Seizures and Fever (cont.)
Scott H Plantz, MD, FAAEM
Francisco Talavera, PharmD, PhD
Thomas Rebbecchi, MD, FAAEM
Seizures and Fever Symptoms
By definition, febrile seizures occur when the child has a fever. Most febrile seizures are generalized. In other words, the whole body may be involved.
- During a generalized seizure, any or all of the following may be seen:
- Stiffening of the entire body
- Jerking of the arms and legs
- Complete lack of response to any stimuli
- Eyes deviated, staring, rolling back, moving back and forth
- Tightness of the jaws and mouth
- Urinary incontinence (wet their pants)
- Noisy breathing, labored, slower than normal (unusual for a child to stop breathing completely)

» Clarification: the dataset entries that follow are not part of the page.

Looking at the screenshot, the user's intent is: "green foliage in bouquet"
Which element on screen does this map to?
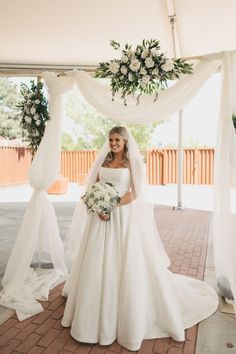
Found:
[232,114,236,129]
[95,39,193,105]
[18,80,49,154]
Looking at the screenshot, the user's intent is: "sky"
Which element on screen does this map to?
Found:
[12,73,221,147]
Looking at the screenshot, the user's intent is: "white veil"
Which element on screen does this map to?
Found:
[86,129,145,198]
[64,131,170,270]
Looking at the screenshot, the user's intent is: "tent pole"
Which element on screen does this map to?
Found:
[167,0,183,210]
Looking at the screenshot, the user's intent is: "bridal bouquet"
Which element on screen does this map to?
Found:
[82,182,120,214]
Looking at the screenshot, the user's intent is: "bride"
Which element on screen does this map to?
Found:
[62,127,218,351]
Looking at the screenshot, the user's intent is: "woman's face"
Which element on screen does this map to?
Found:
[109,133,125,154]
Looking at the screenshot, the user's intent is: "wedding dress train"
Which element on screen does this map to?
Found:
[62,167,218,350]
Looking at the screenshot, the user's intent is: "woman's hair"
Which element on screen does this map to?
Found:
[102,126,129,167]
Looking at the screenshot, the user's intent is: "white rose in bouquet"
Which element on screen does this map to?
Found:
[161,59,174,71]
[82,182,120,214]
[129,59,141,71]
[109,61,120,74]
[145,57,155,68]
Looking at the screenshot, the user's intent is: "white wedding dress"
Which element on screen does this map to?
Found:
[62,167,218,350]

- Although it may seem like an eternity if you are witnessing a seizure, most of these episodes last only 1-5 minutes. Afterward, the child is typically drowsy but usually starts to become responsive within 15-30 minutes.
- Following a seizure, a child may remain somewhat “twitchy,” with intermittent small jerks of the arms or legs. It can be difficult to distinguish these movements from seizure activity, but the caregiver should be reassured if the child’s body tone has become relaxed, breathing is regular, and the child begins to show some signs of responding to stimulation (will respond if talked to, for example).
- Focal seizures are less common and, as the term implies, involve only a part of the body. Abnormal movements may be seen only in the face (eye blinking, lip smacking, other movements of the mouth) or one side of the body. Variable degrees of alteration in consciousness are seen in focal seizures. Some seizures begin as focal ones and then become generalized.